KUALA LUMPUR, May 10 – The Ministry of Health (MOH) has reported a significant rise in workplace violence against its staff prior to the Covid-19 pandemic, according to internal data released today.
Health director-general (DG) Dr Muhammad Radzi Abu Hassan said incidents of workplace violence against MOH staff rose by 196 per cent from 167 cases in 2017 to 494 cases in 2019, before dropping to 321 cases in 2020 and 260 cases in 2021 during the pandemic. Data for the year 2022 was not provided.
“The rise in workplace violence against MOH staff has had negative effects on their psychological and physical safety and health, leading to decreased work performance and lower quality of health care services,” Dr Muhammad Radzi said in a statement.
The MOH launched the second edition of the Guidelines for Preventing and Managing Violence Against Workers in Health Facilities as part of the country’s observance of World Day for Safety and Health at Work 2023 today, which promotes safe and healthy workplaces.

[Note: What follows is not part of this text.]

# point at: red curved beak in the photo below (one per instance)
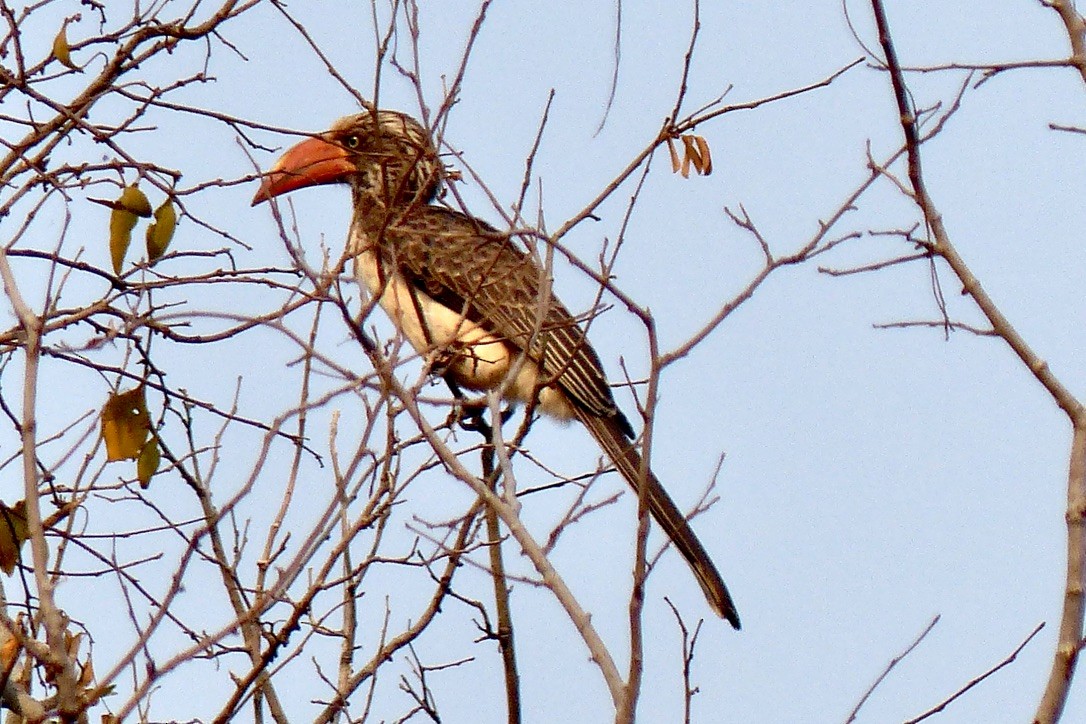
(312, 162)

The new guidelines aim to enhance existing guidelines with better definitions, scope, handling of violence cases, and notification processes, Dr Muhammad Radzi said.
The Health DG said the launch of the guidelines is an important step in creating a safe, prosperous and productive workplace. The MOH hopes that the guidelines will lead to more effective handling of violence against workers, thereby ensuring the safety and wellbeing of its staff.
It is unclear, however, whether the latest guidelines for preventing workplace violence within the Ministry of Health (MOH) apply solely to cases of violence by patients against MOH staff, or if they also cover instances of workplace bullying among MOH staff.
According to Powerpoint slides presented during a technical meeting on March 7, 2023, the latest guidelines identify various factors that contribute to workplace violence, such as work-related stress, insufficient rest, inadequate support from colleagues, ineffective leadership, lack of supervision, and personality or social factors.
CodeBlue’s poll among 1,652 government health care workers nationwide in January found that a quarter (25 per cent) of respondents said they face workplace bullying, while two per cent (35 people) said they face sexual harassment at work.
The survey found that the prevalence of bullying is highest among house officers. Of the 187 house officers who participated in the poll, 41 per cent (77 individuals) reported being bullied at work, with the majority of those affected being female and working at MOH hospitals. Many cited long work hours and an overwhelming workload as common issues.
Additionally, the survey revealed that 25 per cent of medical officers (263 individuals) also reported being victims of bullying in the workplace.
Based on the initial workplace violence guidelines released by MOH in 2017, “violence” is defined as any behaviour that involves physical, verbal (threats), sexual, or written attacks aimed at injuring, causing damage, or causing psychological harm to the victim.
Meanwhile, “harassment” is defined as behaviour that is perceived as unwanted or disliked, regardless of its form, such as verbal, physical, visual, or psychological, and is usually repeated over time. “MOH staff” refers to any worker who serves in MOH facilities, including those in the public sector and those on contract or concession.
The guidelines are intended to be used in conjunction with existing laws in the case of workplace violence. These laws include the Communications and Multimedia Act 1998 and the Penal Code (Act 574), which covers offences such as public disturbance, provocation, assault, and endangerment of lives, among others.